We also imprisoned a large ethnic group for a period of time because we were at war with their native country. But the internment camps weren’t exactly secret. We just don’t like to think about them. Maybe because we don’t want to consider that it could happen again. (While this could be the height of paranoia, the REX 84 plan has been heavily researched and documented. Sure, it might never happen, but it at least looks like it’s been considered as an option.)

And let’s say nothing about the irony of our country waging a war on drugs while flooding L.A. with crack cocaine. Because using drugs to undermine threats has been a proven tactic since Britain did it to China in 1817 through Canton (starting the First Opium War), if not sooner.
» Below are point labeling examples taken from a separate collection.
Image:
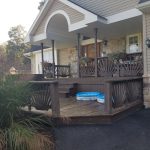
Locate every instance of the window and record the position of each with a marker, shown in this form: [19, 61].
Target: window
[134, 43]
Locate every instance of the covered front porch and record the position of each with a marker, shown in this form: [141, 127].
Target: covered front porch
[97, 50]
[95, 55]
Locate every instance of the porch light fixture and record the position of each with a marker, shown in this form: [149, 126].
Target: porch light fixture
[148, 42]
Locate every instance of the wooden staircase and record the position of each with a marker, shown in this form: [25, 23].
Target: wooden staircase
[67, 89]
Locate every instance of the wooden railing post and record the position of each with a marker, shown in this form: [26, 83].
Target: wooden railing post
[55, 99]
[108, 98]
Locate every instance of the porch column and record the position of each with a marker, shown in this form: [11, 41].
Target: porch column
[42, 54]
[96, 51]
[53, 56]
[146, 60]
[79, 51]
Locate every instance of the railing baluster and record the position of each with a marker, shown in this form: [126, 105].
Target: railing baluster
[55, 99]
[108, 98]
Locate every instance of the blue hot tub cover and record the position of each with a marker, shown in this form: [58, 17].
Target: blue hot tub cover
[100, 97]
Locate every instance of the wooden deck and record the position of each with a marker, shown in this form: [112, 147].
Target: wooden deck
[70, 107]
[122, 96]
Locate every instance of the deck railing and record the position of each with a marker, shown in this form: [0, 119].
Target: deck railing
[127, 66]
[122, 94]
[52, 71]
[45, 96]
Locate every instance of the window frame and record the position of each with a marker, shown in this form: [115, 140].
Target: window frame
[139, 43]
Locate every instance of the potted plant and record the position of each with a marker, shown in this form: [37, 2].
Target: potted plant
[19, 131]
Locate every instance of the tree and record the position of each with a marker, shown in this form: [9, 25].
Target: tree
[20, 130]
[16, 47]
[2, 60]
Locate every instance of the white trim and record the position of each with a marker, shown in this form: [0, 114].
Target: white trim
[139, 42]
[89, 17]
[144, 5]
[62, 12]
[124, 15]
[37, 21]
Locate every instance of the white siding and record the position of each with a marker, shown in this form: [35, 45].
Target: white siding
[74, 15]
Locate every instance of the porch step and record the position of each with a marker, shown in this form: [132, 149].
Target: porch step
[67, 89]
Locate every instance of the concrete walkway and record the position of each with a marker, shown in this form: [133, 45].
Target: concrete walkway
[131, 133]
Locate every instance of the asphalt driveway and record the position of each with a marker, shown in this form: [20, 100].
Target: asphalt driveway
[131, 133]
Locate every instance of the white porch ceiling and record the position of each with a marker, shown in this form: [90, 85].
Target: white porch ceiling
[58, 31]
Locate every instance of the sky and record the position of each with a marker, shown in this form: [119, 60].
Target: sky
[16, 12]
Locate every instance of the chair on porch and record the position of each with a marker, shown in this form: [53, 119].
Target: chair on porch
[105, 67]
[41, 96]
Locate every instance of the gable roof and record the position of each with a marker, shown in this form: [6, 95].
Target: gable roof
[106, 8]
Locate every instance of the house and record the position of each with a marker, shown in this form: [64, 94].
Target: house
[84, 33]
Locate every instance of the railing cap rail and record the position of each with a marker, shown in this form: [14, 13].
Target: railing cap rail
[123, 79]
[44, 82]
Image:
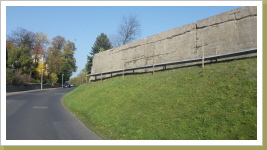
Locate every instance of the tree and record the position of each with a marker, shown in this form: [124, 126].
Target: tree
[20, 59]
[41, 69]
[68, 62]
[54, 53]
[128, 31]
[53, 78]
[102, 43]
[22, 37]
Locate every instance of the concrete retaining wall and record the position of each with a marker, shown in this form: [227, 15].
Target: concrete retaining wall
[227, 32]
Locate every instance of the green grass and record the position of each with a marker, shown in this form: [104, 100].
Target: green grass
[218, 102]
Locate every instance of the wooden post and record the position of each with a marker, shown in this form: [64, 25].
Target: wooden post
[203, 54]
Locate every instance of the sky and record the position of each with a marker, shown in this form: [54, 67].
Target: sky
[82, 24]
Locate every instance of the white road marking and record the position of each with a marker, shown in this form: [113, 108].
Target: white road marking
[40, 107]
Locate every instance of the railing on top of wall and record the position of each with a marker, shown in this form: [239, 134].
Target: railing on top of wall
[211, 57]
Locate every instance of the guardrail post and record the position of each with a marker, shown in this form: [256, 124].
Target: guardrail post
[203, 55]
[153, 61]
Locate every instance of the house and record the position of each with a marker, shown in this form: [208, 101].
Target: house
[38, 54]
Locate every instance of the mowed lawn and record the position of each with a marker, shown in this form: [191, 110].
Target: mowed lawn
[218, 102]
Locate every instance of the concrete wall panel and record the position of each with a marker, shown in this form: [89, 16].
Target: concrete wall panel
[227, 32]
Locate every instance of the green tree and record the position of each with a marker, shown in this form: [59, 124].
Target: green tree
[22, 37]
[53, 78]
[102, 43]
[20, 59]
[68, 62]
[54, 54]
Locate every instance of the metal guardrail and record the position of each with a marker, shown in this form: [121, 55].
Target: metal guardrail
[212, 57]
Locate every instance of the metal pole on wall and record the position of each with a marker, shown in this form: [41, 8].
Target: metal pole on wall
[153, 61]
[42, 78]
[123, 64]
[203, 54]
[62, 80]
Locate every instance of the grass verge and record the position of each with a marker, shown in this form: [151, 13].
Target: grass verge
[218, 102]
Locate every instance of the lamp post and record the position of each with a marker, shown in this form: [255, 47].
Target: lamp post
[62, 80]
[42, 78]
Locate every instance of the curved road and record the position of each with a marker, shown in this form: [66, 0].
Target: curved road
[39, 115]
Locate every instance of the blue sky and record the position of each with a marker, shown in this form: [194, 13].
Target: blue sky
[82, 24]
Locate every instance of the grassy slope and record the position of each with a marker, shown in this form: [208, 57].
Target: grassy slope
[217, 102]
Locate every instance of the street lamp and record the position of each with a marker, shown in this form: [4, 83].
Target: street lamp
[62, 80]
[42, 78]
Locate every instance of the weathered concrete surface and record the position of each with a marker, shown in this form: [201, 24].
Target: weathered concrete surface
[227, 32]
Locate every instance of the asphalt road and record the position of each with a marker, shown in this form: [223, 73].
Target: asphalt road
[39, 115]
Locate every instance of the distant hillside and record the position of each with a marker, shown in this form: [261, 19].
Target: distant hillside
[218, 102]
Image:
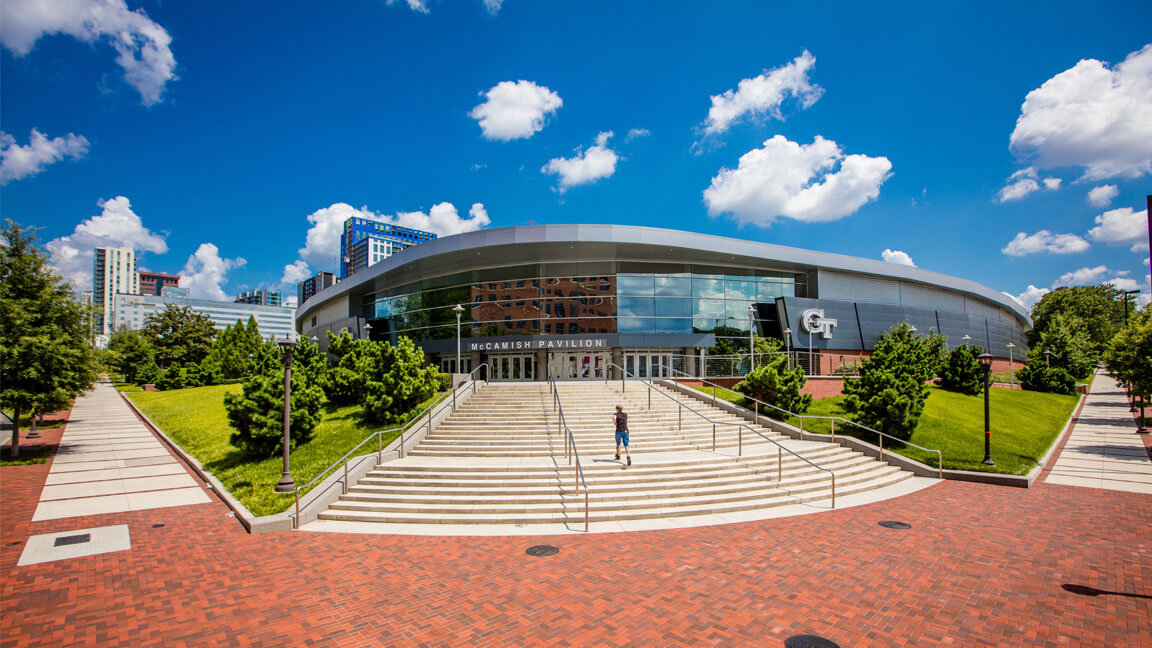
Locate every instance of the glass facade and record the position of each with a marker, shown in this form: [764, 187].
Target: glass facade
[558, 299]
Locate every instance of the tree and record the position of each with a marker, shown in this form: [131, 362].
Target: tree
[1129, 355]
[398, 381]
[180, 336]
[962, 373]
[891, 392]
[257, 413]
[1099, 308]
[45, 358]
[773, 383]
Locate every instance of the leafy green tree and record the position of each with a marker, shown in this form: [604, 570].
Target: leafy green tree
[1099, 308]
[773, 383]
[257, 413]
[398, 381]
[1129, 355]
[180, 336]
[962, 373]
[45, 358]
[891, 392]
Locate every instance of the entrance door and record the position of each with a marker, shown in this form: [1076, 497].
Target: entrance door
[586, 366]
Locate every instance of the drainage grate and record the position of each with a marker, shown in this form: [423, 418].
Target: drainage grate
[809, 641]
[66, 540]
[543, 550]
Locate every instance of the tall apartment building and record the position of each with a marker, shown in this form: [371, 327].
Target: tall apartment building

So we dabbled in drugs. These things happen. It’s not like we killed or deoposed world leaders to create more favorable diplomatic conditions. (Sigh. Of course we did. The Church Commission uncovered it while looking into the Watergate mess and put together a quite damning report.)

So, the Stop Internet Piracy Act is harmless. As long as we don’t pirate anything we’re fine, right? There are safeguards in place. Not exactly. If someone else posts a link on your site (Google+, Facebook, Twitter, etc.) that infringes on copyright, your site can be shut down from afar. This doesn’t affect real pirates, because the site is taken down by domain name, not IP address, and pirates don’t give a shit about that. Even if it’s not something you’d recognize as piracy, like you singing the latest Metallica song and it gets put up on your site (or again, just linked to your site), you could have 5 comfortable years in prison for the infringement.

And that’s just the tip of the iceberg.

In even the most optimistic reading of the bill, SOPA sucks out loud. In the more paranoid reading, we’re all one bad link away from being bent over the counter by some entertainment lawyer in a Mickey Mouse mask while the government that’s supposed to be here to protect us watches with polite golf claps.

I’m not paranoid.I love my country. I really do. It’s not perfect, but it’s damn near the best game in town. But I know my history, too. And I know better than to trust them blindly.

So my site will be going dark on Wednesday the 18th in protest. I know I don’t get enough views for anyone to care. But that doesn’t excuse me from doing nothing.